CELLY SILVA
DA REPORTAGEM
Após serem acusados pelo servidor da Assembleia Legislativa Odenil Rodrigues de Almeida, que afirmou ter recebido ordens de Luiz Márcios Bastos Pommot, ex-secretário geral da AL para que cedesse sua conta para uma transferência de R$ 50 mil, valor que teria sido repassado ao ex-procurador geral da Casa de Leis, Anderson Godoi, em 26 de fevereiro de 2014, Pommott e Godoi pediram para ser interrogados novamente, na tarde desta quinta-feira (23), na Sétima Vara Criminal.
À juíza Selma Rosane Santos Arruda, titular da vara, Anderson Godoi se defendeu dizendo que nunca teve contato com Odenil Almeida e que jamais recebeu qualquer dinheiro dele. Segundo ele, na manhã do dia 26 de fevereiro de 2014, ele estava no dentista, o que contraria a versão de Odenil, que disse ter sido procurado por ele na manhã daquele dia para cobrar os R$ 50 mil.
Segundo Godoi, Odenil inventou essa versão para “livrar” a ele e ao real destinatário dos R$ 50 mil transferidos para a conta dele pelo então advogado do Banco Bamerindus (atual HSBC), Joaquim Mieli. “Esse cara está falando uma grande mentira!”, disparou.
“Eu não sou uma pessoa ambiciosa, levo uma vida simples. [...] O meu apartamento fica num prédio que nem tem elevador!”, disse o ex-procurador da Assembleia e atual assessor parlamentar em sua defesa.
Godoi também apontou contradições no depoimento de Odenil, como o fato de ora ele dizer que foi procurado por Godoi antes de sacar o dinheiro, ora dizer que foi procurado depois. Além disso, Odenil não soube dizer quem foram seus chefes na primeira secretaria, onde é lotado. Disse apenas que era subordinado à Márcio Pommot, mas este era lotado na secretaria geral, que não exerce chefia sobre a primeira secretaria, conforme explicou Godoi.
O ex-procurador também afirmou que Odenil mentiu ao dizer que sacou os R$ 50 mil no Posto de Atendimento Bancário (PAB) do Banco do Brasil dentro da Assembleia Legislativa sem ter realizado previsão de saque com antecedência, pois esta seria uma normativa das agências bancárias para saque de valores considerados altos. Odenil disse que conseguiu sacar o valor porque era conhecido do funcionário do PAB.
Anderson Godoi acusou Odenil Almeida de estar acobertando o deputado estadual e presidente da Assembleia, Guilherme Maluf, com quem ele tem ligação de amizade, tendo sido indicado pelo parlamentar para trabalhar tanto na Assembleia, quanto no hospital Santa Rosa.
Por fim, Godoi também acusou Odenil de nepotismo porque sua esposa também havia trabalhado no gabinete do deputado estadual e solicitou que fosse analisada a ficha de caixa do PAB do Banco do Brasil da Assembleia para confirmar se Odenil realmente sacou o dinheiro lá, conforme testemunhou em Juízo.
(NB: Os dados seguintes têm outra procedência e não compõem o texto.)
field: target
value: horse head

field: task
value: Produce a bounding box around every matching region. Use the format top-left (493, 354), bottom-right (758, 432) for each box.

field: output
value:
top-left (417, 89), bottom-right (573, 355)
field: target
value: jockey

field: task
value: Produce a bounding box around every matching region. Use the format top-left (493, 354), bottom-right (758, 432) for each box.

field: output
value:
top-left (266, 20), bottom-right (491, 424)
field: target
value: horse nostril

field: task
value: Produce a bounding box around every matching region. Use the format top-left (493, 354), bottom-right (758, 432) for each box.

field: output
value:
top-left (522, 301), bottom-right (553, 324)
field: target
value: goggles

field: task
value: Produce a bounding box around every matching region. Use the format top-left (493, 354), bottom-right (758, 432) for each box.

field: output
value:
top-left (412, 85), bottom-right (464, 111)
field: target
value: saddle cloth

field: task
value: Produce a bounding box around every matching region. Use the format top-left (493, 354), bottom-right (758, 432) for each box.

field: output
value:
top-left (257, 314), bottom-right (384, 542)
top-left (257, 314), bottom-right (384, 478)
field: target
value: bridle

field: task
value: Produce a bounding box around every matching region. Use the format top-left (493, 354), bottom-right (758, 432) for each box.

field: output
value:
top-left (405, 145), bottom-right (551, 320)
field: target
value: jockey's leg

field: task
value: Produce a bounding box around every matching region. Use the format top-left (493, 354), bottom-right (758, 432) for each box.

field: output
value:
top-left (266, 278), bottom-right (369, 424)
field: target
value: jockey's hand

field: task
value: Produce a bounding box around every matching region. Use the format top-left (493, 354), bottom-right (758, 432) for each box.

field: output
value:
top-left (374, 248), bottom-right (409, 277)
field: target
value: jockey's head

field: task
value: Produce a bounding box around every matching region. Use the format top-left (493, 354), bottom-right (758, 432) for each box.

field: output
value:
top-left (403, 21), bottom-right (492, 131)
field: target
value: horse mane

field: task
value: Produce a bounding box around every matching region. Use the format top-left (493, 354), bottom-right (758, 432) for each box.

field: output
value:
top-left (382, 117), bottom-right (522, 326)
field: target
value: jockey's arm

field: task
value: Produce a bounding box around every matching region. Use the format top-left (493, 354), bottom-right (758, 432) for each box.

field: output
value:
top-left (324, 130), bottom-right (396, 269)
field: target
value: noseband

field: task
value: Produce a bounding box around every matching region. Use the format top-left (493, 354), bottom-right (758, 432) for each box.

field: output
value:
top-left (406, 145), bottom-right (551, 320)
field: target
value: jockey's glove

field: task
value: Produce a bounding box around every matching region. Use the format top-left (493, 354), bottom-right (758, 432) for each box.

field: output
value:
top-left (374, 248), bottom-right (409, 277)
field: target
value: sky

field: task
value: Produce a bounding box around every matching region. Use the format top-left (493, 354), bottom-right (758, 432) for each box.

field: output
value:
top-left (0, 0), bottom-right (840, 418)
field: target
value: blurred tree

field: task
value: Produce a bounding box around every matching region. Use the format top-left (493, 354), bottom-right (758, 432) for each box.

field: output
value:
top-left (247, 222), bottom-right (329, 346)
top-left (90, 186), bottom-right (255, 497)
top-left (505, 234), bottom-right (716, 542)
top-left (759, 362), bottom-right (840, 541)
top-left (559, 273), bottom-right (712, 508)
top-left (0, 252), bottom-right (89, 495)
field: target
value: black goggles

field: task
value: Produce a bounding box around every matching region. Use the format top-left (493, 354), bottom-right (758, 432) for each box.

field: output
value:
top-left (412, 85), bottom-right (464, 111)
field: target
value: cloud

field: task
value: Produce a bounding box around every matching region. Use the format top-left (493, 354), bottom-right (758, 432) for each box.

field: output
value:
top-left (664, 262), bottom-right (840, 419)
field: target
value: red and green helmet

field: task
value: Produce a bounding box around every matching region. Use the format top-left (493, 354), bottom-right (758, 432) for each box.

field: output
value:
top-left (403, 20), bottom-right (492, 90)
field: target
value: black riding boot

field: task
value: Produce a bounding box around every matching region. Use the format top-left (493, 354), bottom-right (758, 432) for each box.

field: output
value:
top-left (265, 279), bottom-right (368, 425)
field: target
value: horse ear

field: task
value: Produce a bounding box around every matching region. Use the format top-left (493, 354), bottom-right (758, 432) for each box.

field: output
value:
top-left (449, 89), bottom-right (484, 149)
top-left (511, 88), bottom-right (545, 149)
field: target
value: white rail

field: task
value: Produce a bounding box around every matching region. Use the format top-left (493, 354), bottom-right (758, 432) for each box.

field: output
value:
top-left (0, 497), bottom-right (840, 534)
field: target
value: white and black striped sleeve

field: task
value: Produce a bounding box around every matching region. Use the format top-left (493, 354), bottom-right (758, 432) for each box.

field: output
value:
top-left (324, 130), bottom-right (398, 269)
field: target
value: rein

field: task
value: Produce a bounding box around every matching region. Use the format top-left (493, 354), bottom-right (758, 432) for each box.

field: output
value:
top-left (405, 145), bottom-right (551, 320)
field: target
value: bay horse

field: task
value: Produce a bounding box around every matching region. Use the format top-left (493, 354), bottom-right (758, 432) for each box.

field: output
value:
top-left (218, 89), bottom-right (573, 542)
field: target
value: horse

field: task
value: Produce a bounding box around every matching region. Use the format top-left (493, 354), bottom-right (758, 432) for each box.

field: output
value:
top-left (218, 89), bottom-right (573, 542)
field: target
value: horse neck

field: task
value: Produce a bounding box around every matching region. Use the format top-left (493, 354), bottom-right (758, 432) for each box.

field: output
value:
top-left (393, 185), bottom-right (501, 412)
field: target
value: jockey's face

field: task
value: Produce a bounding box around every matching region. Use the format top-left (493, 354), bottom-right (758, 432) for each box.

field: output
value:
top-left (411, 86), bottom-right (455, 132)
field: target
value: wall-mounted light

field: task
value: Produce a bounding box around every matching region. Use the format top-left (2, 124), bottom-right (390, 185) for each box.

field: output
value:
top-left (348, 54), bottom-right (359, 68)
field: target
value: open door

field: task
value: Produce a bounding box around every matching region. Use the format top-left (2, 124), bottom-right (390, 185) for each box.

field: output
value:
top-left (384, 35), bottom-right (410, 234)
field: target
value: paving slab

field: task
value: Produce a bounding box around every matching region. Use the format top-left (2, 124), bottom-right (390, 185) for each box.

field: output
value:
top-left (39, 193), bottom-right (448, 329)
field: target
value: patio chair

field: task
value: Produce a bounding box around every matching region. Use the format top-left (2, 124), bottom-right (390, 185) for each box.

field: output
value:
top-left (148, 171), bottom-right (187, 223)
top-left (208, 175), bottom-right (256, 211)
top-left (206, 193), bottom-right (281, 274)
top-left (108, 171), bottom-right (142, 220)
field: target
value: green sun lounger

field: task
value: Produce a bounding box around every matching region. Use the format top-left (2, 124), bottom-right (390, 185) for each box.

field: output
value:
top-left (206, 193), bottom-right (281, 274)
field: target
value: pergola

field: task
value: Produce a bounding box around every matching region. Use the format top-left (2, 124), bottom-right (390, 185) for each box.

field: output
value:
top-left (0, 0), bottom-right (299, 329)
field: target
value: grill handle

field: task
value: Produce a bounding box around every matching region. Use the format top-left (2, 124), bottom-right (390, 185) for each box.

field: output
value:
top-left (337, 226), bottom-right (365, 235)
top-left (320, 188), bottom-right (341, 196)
Os pedidos foram aceitos pela juíza Selma Rosane.
O servidor da Assembleia, Luiz Márcios Bastos Pommot, réu na ação penal, também refutou as informações prestadas por Odenil Almeida e disse que nunca foi chefe dele e nem tinha contato com o mesmo, razão pela qual não teria motivos para procura-lo e pedir sua conta emprestada.
Pommot disse que, ao contrário do que Odenil relatou sobre sentir medo de perder o emprego caso não atendesse o pedido de Pommot não tinha fundamento naquela época, mas sim agora que ele foi citado no processo. “Eu acho que ele tem medo hoje que ele ganha um bom salário e praticamente não faz nada”, afirmou, indicando que alguém teria orientado Odenil a procurar o Gaeco com uma versão que despistasse o real destinatário dos R$ 50 mil recebidos por ele.
Tanto Pommot quanto José Riva desmentiram a versão de que Odenil trabalha na primeira secretaria. Segundo José Riva, o servidor sempre trabalhou no gabinete de Guilherme Maluf.
Além do presidente da Assembleia, Pommot disse acreditar que outros deputados estariam envolvidos no desvio dos 9,4 milhões que deveriam ser utilizados para pagar uma dívida com o Banco Bamerindus (atual HSBC). Ele teria sido procurado por membros da mesa diretora da ALMT, na época, para ajuda-los no esquema que os ajudaria a quitar dívidas pessoais, mas ele teria se negado a participar e negou ter recebido vantagem indevida dessas negociações com o advogado Joaquim Miele, que representava o banco.